The lack of interest in our experiment was not surprising, because feedback control, even under the conditions of the so-called partial reinforcement, can be very powerful. One well-known example is tax systems, where not every tax return report gets audited but the possibility of being audited is nevertheless sufficiently high to keep most (certainly not all) taxpayers follow the law.
It has been suggested that the research system could adopt the tax-system model and, if so, auditing could be an efficient tool to trigger positive changes to research practices. A recent simulation study has demonstrated that auditing may not only have a positive impact, but may also be an affordable policy option (Barnett et al., 2018).
The feedback control may certainly be an effective means against the undesired behaviours such as normative responses to existing and emerging standards in reporting from animal experimentation. However, a broader implementation of such practices depends on a balance between (perceived) positive and negative consequences.
Recognizing the benefits of higher research rigor standards
Consequences of introducing feedback control in biomedical research such as auditing may be perceived by scientists as detrimental.
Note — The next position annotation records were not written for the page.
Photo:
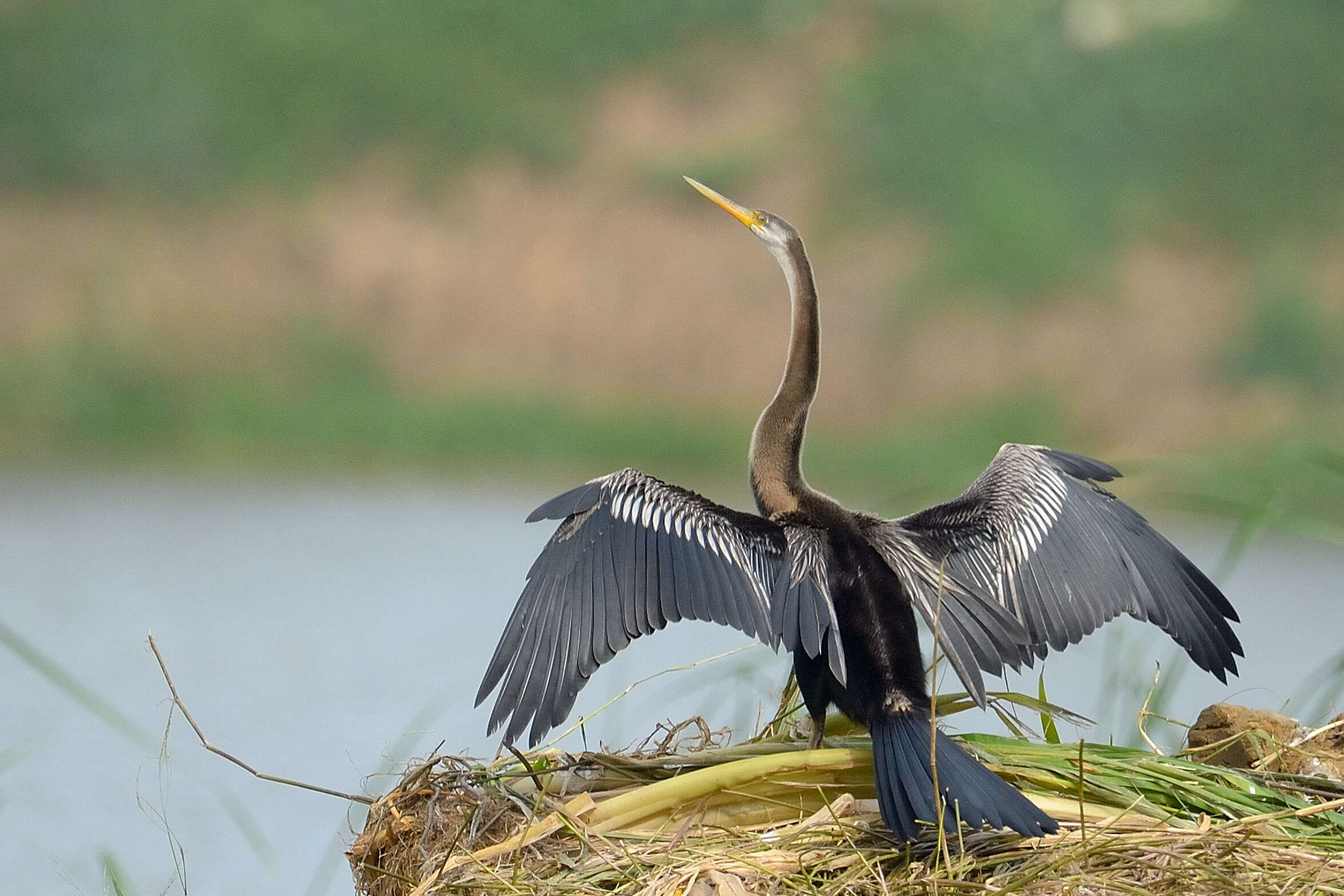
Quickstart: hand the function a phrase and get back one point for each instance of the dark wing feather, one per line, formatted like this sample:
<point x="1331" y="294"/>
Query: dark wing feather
<point x="803" y="613"/>
<point x="1037" y="536"/>
<point x="631" y="555"/>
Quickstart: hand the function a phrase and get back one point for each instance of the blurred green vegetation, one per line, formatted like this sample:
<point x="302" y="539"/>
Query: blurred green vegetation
<point x="197" y="97"/>
<point x="1034" y="137"/>
<point x="1037" y="152"/>
<point x="334" y="405"/>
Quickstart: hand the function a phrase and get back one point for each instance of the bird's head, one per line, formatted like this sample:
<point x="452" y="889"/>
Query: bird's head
<point x="775" y="232"/>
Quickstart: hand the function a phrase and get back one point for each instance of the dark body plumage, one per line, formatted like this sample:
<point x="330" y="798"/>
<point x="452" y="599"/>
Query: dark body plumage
<point x="1034" y="555"/>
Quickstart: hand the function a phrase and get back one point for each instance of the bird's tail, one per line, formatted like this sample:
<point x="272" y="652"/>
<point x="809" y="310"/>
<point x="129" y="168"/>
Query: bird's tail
<point x="903" y="765"/>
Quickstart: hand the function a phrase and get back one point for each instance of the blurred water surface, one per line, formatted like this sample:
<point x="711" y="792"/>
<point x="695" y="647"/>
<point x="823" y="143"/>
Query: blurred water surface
<point x="327" y="631"/>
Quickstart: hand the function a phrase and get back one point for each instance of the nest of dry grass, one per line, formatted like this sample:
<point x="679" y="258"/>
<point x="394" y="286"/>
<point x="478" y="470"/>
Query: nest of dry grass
<point x="769" y="816"/>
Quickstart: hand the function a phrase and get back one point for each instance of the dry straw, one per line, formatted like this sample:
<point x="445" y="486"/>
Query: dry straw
<point x="769" y="816"/>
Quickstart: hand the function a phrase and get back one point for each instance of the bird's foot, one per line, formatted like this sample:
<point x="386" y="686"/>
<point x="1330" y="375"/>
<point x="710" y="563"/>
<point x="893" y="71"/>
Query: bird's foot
<point x="819" y="730"/>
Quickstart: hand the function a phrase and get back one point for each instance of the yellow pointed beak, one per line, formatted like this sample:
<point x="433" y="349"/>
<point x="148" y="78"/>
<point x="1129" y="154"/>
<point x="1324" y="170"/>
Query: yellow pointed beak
<point x="746" y="215"/>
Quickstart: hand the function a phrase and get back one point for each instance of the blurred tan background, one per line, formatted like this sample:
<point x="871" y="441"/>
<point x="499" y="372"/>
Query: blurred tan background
<point x="320" y="236"/>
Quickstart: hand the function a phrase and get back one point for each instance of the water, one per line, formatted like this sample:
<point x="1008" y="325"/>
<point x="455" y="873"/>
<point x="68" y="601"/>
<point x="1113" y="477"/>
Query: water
<point x="327" y="632"/>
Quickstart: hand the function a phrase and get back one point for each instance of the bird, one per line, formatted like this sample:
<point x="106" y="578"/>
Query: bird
<point x="1034" y="555"/>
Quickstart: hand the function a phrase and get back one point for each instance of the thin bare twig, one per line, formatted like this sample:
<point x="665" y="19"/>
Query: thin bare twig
<point x="205" y="742"/>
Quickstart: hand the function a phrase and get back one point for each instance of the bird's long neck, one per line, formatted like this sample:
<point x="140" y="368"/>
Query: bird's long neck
<point x="777" y="441"/>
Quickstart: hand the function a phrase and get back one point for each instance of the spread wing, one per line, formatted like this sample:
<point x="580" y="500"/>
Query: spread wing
<point x="631" y="555"/>
<point x="1037" y="536"/>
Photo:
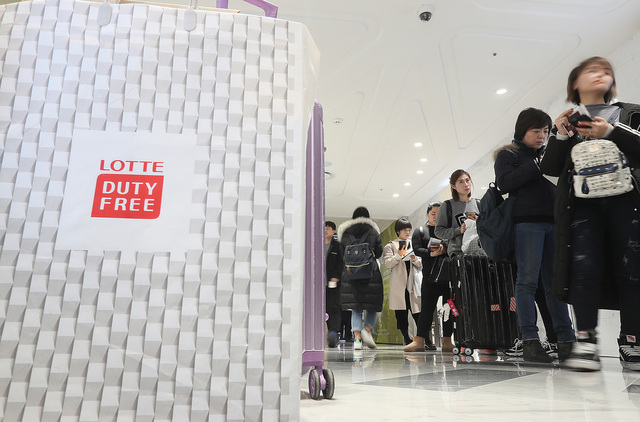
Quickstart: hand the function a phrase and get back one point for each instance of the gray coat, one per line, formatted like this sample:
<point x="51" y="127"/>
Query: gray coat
<point x="362" y="294"/>
<point x="399" y="280"/>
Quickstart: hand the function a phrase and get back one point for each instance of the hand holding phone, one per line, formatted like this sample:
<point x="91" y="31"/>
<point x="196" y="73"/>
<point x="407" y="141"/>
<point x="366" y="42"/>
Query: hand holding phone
<point x="402" y="247"/>
<point x="579" y="116"/>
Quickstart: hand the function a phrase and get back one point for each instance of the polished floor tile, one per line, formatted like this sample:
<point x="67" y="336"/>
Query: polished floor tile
<point x="389" y="385"/>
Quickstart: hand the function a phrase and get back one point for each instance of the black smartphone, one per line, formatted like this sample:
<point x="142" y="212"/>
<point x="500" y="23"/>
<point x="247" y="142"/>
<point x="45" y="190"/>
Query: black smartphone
<point x="579" y="116"/>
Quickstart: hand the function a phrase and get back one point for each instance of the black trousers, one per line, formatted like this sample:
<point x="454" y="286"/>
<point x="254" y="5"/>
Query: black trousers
<point x="541" y="301"/>
<point x="334" y="310"/>
<point x="402" y="315"/>
<point x="431" y="292"/>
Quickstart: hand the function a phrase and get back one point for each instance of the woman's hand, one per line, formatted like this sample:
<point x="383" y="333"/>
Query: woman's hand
<point x="596" y="129"/>
<point x="438" y="251"/>
<point x="403" y="250"/>
<point x="562" y="122"/>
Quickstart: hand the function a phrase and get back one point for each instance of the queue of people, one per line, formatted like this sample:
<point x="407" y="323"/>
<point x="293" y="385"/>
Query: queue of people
<point x="575" y="243"/>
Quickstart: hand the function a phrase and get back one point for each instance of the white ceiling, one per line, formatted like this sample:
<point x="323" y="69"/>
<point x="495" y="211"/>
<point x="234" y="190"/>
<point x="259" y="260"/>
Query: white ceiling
<point x="395" y="80"/>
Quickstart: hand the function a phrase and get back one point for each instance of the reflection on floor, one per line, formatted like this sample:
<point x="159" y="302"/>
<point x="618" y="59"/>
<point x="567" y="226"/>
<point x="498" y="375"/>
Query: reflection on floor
<point x="387" y="384"/>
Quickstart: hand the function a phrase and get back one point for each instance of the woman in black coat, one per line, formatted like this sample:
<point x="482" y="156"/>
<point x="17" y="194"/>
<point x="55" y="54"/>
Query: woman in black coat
<point x="362" y="295"/>
<point x="518" y="174"/>
<point x="597" y="260"/>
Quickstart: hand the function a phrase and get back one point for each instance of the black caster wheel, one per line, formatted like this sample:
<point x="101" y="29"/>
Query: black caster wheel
<point x="330" y="383"/>
<point x="314" y="384"/>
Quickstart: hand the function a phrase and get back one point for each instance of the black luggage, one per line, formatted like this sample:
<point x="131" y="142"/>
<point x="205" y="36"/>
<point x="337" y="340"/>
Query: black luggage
<point x="484" y="305"/>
For example, the introduction of routine, random, data-auditing may result in fewer publications; generation of more null (“negative”) studies; greater time needed to complete projects or studentships; and some laboratories and institutions may even become less competitive. In other words, greater research rigor may not translate into better academic career opportunities, better funding and greater peer recognition. In fact, it could have the opposite effect.
This is likely why efforts such as the ARRIVE guidelines, for which a number of journals have declared support, are not followed and do not have the intended impact (Hair et al., 2018). As one of our colleagues explained: “If I try to follow the guidelines, it is quite some effort but does not help me to publish my work”. This comment illustrates the complexity of competitive reinforcement contingencies and the balance that is today not always in favor of research rigor (Figure 1).
Most scientists aim to do good research and need to be supported in getting rid of the constraints that prevent them from following the best practices. Paradoxically, industry scientists may be more open and willing to talk about increased research rigor because, for them, success metrics are not based on the number of publications or journal impact factor. Indeed, if industry introduces and maintains higher quality standards it will help rather than prevent reaching the ultimate objectives (Figure 2).
We, as the scientific community, should look for opportunities to provide the same freedom to the academic researchers – by revising the publication system, by educating funders, by testing various schemes of feedback control (from alternative success metrics to random auditing and financial incentives proposed by Rosenblatt, 2016).
This proposal is not about the wisdom of industry trying to teach academia. It is about the yardstick by which applied biomedical research is measured and a responsibility to align current and future research practices with the long-term objectives of research.